Whether there is a process whose analysis of one part does not allow predicting the next part. - page 2

 
wmlab:
Air temperature graph.
In the sauna?
 
-Aleksey-:

1. I didn't write about this - I wrote about the opposite, that if you know a priori that the series is not a representation of some process, then it is illogical to predict it.

2. And what the author wants is a GSF with an arbitrary variable distribution.

1. What is the point of looking at a series that has nothing to do with the process? - We are talking about studying and predicting a hypothetical process and a numerical series belonging to it.

2. RNG is predictable - knowing the previous segment one can predict the value at the end of the next segment with a certain accuracy (numbers cannot stay long enough near the same value - otherwise it won't be an NF series anymore).

 
-Aleksey-:
I didn't write about that - I wrote about the opposite, that if you know a priori that a series is not a representation of some process, then it is illogical to predict it. And what the author wants is a RNG with an arbitrary variable distribution.

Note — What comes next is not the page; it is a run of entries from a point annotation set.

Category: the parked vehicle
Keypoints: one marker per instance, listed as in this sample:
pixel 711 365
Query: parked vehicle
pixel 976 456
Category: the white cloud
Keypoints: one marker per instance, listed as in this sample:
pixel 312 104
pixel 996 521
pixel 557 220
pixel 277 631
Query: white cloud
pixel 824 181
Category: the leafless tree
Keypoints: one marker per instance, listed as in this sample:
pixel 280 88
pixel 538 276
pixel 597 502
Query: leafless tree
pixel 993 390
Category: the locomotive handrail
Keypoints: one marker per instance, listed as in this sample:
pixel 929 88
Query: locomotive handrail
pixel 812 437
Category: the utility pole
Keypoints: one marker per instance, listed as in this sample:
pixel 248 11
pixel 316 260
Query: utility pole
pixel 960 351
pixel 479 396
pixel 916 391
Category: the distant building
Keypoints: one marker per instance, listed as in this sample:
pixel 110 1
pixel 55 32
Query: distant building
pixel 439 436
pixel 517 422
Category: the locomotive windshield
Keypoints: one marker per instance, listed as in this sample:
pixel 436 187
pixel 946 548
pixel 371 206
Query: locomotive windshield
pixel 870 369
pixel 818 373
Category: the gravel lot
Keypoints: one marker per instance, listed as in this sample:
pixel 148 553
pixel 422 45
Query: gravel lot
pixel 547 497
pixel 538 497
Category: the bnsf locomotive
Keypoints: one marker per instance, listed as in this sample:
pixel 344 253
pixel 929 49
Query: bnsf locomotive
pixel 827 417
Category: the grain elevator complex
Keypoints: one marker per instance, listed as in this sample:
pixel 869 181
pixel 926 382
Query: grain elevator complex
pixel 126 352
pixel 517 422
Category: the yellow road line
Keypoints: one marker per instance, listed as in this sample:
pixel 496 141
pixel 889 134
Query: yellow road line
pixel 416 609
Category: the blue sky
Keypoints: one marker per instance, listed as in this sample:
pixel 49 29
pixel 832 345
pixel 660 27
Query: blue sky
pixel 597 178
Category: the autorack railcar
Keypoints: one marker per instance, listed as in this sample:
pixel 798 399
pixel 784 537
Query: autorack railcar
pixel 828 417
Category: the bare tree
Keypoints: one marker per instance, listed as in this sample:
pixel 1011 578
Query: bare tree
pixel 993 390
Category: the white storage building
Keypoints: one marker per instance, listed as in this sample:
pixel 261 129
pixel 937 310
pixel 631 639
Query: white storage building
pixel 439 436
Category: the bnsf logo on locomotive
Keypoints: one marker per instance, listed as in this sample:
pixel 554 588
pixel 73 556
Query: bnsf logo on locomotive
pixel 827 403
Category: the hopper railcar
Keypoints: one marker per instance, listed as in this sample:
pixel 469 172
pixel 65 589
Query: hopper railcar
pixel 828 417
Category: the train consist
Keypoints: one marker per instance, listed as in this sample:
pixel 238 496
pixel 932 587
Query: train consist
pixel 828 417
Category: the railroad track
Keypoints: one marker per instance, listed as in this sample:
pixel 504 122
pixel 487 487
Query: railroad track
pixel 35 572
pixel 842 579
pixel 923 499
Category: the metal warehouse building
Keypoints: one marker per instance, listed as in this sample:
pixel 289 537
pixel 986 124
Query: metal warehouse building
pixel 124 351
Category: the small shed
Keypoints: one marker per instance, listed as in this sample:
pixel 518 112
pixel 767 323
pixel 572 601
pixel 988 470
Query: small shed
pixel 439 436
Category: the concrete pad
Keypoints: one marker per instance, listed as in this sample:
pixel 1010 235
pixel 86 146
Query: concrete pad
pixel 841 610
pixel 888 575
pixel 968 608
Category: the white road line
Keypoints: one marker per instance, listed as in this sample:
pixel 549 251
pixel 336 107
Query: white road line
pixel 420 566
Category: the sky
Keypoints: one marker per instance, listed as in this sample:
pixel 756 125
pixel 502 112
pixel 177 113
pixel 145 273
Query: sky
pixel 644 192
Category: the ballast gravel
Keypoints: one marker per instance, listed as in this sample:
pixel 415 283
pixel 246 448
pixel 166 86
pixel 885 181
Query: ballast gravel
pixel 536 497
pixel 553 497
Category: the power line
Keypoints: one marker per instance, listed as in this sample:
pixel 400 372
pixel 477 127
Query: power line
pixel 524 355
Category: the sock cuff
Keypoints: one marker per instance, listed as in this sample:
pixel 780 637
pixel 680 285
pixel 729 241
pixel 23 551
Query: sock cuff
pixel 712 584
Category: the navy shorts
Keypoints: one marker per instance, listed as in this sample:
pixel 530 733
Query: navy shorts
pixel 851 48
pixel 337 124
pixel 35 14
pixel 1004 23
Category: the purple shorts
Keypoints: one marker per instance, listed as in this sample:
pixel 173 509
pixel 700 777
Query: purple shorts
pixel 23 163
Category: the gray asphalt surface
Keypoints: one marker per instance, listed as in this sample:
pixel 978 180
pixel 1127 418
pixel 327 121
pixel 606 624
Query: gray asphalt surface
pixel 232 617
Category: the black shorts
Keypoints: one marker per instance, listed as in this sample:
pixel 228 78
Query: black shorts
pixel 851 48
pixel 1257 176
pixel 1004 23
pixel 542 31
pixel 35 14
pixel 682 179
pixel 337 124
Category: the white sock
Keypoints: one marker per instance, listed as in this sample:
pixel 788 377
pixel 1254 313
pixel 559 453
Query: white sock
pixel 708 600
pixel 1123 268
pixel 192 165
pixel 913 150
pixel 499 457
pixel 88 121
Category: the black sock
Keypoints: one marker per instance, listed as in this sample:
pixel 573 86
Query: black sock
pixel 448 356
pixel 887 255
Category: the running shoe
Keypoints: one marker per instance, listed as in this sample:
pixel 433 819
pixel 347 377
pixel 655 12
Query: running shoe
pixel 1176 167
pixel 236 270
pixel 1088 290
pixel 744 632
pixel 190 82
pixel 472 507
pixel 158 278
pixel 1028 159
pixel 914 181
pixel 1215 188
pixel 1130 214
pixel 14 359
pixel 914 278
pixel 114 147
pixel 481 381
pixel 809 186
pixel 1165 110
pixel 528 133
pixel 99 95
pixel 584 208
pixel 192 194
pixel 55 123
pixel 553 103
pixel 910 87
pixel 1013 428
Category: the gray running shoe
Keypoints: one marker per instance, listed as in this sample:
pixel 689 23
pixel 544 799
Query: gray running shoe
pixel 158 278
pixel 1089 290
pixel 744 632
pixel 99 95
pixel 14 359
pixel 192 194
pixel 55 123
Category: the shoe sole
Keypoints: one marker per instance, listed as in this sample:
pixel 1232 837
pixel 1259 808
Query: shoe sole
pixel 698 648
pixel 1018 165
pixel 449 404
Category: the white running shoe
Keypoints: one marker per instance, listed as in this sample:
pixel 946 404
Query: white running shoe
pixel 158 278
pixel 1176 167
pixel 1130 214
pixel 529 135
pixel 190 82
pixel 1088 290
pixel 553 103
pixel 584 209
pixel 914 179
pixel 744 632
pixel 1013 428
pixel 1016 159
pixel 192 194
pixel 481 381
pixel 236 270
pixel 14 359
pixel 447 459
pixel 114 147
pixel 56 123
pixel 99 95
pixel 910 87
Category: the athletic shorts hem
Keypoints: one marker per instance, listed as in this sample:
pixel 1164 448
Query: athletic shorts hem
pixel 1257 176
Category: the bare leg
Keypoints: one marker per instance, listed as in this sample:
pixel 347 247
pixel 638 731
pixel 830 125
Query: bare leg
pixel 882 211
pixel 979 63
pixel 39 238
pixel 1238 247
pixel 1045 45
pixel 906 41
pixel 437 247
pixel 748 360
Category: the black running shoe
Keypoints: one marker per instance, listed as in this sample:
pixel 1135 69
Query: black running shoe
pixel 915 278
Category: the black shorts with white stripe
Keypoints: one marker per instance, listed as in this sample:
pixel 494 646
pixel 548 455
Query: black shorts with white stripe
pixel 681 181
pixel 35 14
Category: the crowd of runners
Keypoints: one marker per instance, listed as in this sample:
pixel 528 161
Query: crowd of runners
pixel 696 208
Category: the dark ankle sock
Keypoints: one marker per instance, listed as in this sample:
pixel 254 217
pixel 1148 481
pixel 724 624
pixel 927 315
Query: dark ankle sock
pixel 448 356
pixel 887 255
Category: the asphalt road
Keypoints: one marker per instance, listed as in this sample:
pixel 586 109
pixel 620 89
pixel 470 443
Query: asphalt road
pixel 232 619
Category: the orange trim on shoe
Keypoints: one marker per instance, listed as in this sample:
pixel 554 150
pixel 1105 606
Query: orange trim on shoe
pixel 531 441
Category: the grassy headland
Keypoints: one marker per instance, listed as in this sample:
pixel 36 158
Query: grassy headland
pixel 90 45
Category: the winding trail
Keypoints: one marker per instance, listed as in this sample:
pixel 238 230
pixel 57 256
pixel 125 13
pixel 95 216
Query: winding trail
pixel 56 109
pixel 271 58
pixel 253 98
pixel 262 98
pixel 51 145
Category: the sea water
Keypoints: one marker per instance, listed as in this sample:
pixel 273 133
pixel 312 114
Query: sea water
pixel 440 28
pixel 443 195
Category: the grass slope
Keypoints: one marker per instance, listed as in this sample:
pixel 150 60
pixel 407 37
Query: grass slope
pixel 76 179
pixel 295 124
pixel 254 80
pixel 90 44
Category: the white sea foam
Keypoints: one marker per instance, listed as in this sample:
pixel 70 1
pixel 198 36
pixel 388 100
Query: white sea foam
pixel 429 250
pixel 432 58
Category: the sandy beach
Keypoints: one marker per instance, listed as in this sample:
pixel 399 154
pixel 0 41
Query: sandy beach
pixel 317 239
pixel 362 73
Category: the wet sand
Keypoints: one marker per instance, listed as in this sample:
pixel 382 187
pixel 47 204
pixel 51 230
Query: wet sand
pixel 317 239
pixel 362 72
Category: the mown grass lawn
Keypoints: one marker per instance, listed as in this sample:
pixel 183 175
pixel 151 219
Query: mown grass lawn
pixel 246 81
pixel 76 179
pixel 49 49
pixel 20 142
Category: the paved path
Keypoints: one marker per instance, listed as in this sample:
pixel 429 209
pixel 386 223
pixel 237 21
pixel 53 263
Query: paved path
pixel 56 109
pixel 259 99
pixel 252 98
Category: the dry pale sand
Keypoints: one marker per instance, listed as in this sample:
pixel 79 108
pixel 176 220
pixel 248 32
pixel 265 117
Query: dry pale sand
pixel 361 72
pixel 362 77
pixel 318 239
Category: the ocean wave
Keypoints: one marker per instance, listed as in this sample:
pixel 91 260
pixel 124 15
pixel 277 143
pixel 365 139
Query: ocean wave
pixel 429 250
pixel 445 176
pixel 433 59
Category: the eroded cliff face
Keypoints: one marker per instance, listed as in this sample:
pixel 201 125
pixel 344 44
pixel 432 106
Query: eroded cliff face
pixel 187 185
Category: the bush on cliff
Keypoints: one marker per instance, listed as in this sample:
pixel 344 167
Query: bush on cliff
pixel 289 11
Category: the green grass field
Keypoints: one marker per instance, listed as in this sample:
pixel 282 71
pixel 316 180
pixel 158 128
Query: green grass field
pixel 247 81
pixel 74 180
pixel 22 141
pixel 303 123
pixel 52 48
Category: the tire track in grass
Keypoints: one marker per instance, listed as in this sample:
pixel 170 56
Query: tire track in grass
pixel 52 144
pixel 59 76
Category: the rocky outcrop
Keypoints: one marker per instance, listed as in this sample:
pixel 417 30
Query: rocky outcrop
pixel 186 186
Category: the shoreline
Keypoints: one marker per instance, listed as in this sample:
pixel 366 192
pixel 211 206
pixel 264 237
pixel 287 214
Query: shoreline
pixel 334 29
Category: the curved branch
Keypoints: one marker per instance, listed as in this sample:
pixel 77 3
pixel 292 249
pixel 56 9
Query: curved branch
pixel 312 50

Any series is a representation of some process, at least the process of creating that series.
 
joo:

Hi.

I suggest that the esteemed community come up with a process that cannot be predicted (so that no money can be made on this prediction). At the same time, the process should not have stationary stat-characteristics over time.


We toss a coin, heads tick up, tails tick down... Instead of a coin MathRand()%2.
 
Integer:

We toss a coin, heads tick up, tails tick down... Instead of a coin, MathRand()%2.

Tried. Used a grid with one hidden layer. I managed to achieve positive MO - I predicted the direction of the next increment. So your variant is no good.

->

joo:

2. The LFO, as well as the MF, is predictive - knowing the previous segment you can predict the value at the end of the next segment with a certain degree of accuracy (the numbers cannot stagnate long enough around one value - otherwise it will no longer be adjacent to the MF).

 
joo:

Tried. Used a grid with one hidden layer. Was able to achieve a positive MO - predicted the direction of the next increment. So your version is no good.

->

So the probability of the next increment is 1/2... Come on... Tell that to Dub (he proved that it's impossible to win at eagle's nest).
 

My point is that it is possible to predict any process with positive MO.

But still, I suspect there is only one situation where prediction is impossible - when the process itself "knows" about the observer and its previous predictions, i.e. these are forward and backward-coupled systems. In this case it is impossible to predict without adjusting the predictor over time, and that is if the lag in the adjustment is sufficiently small (and there is always a lag - the discreteness in the observations can't be removed).

 
If the observer knows that the process knows about the observer?

If the process knows that the observer knows that the process knows?

If the observer knows that the process knows that the observer knows that the process knows that the observer knows that the process knows that the observer knows that the process knows that the observer knows that the process knows... Who wins?

 
Integer:
If the observer knows that the process knows about the observer?

If the process knows that the observer knows that the process knows?

If the observer knows that the process knows that the observer knows that the process knows that the observer knows that the process knows that the observer knows that the process knows that the observer knows that the process knows... Who wins?

The one who has a commission from the observer.
 
The series obtained by increments whose direction is determined by flipping a coin is not predictable. If you can prove otherwise, all the world's prizes in all the sciences will be yours.